5. Bedeutung der Bebauung
Flyer spricht von: „flächenschonender Bebauung“ und „kein Hindernis für Herbstwoche“.
Faktisch: Die Auslobung sieht den Neubau als zentralen Bestandteil des Museumskonzepts und fordert sogar eine verbindliche Anbindung ans Palais Rose (wenn auch nur eingeschossig).
→ Ohne Neubau ist das vorgesehene Konzept nicht umsetzbar.
6. Barrierefreiheit als Argument für Neubau
Flyer: „Ganz ohne Bebauung geht es nicht wegen Barrierefreiheit“.

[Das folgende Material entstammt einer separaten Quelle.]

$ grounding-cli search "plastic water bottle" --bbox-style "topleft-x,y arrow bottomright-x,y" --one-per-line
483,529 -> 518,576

Faktisch: Die Auslobung fordert eine barrierefreie Gesamtlösung, aber:
→ Barrierefreiheit könnte auch durch alternative Konzepte erreicht werden. Es ist kein Automatismus, dass nur ein großer Neubau Barrierefreiheit ermöglicht.
7. Rolle der Bürgerbeteiligung
Flyer stellt in Aussicht: Die Bürger werden später in die Entwurfsentscheidung eingebunden.
Faktisch: Laut Auslobung erfolgt die Entscheidung durch das Preisgericht am 09.09.2025. Die Bürgerbeteiligung ist auf Informationsveranstaltungen beschränkt.
→ Die Bindungswirkung liegt beim Wettbewerbsergebnis, nicht bei einem Bürgerentscheid.
8. Kostenrahmen und Förderlogik
Flyer: „Eigenanteil nur ca. 10 Mio. €“.
Faktisch: Der Auslobungstext nennt ein Investitionsvolumen von ca. 21,5 Mio. € brutto (12,4 Mio. € für den Neubau, 2,1 Mio. € Sanierung Palais Rose, 4,1 Mio. € Freianlagen).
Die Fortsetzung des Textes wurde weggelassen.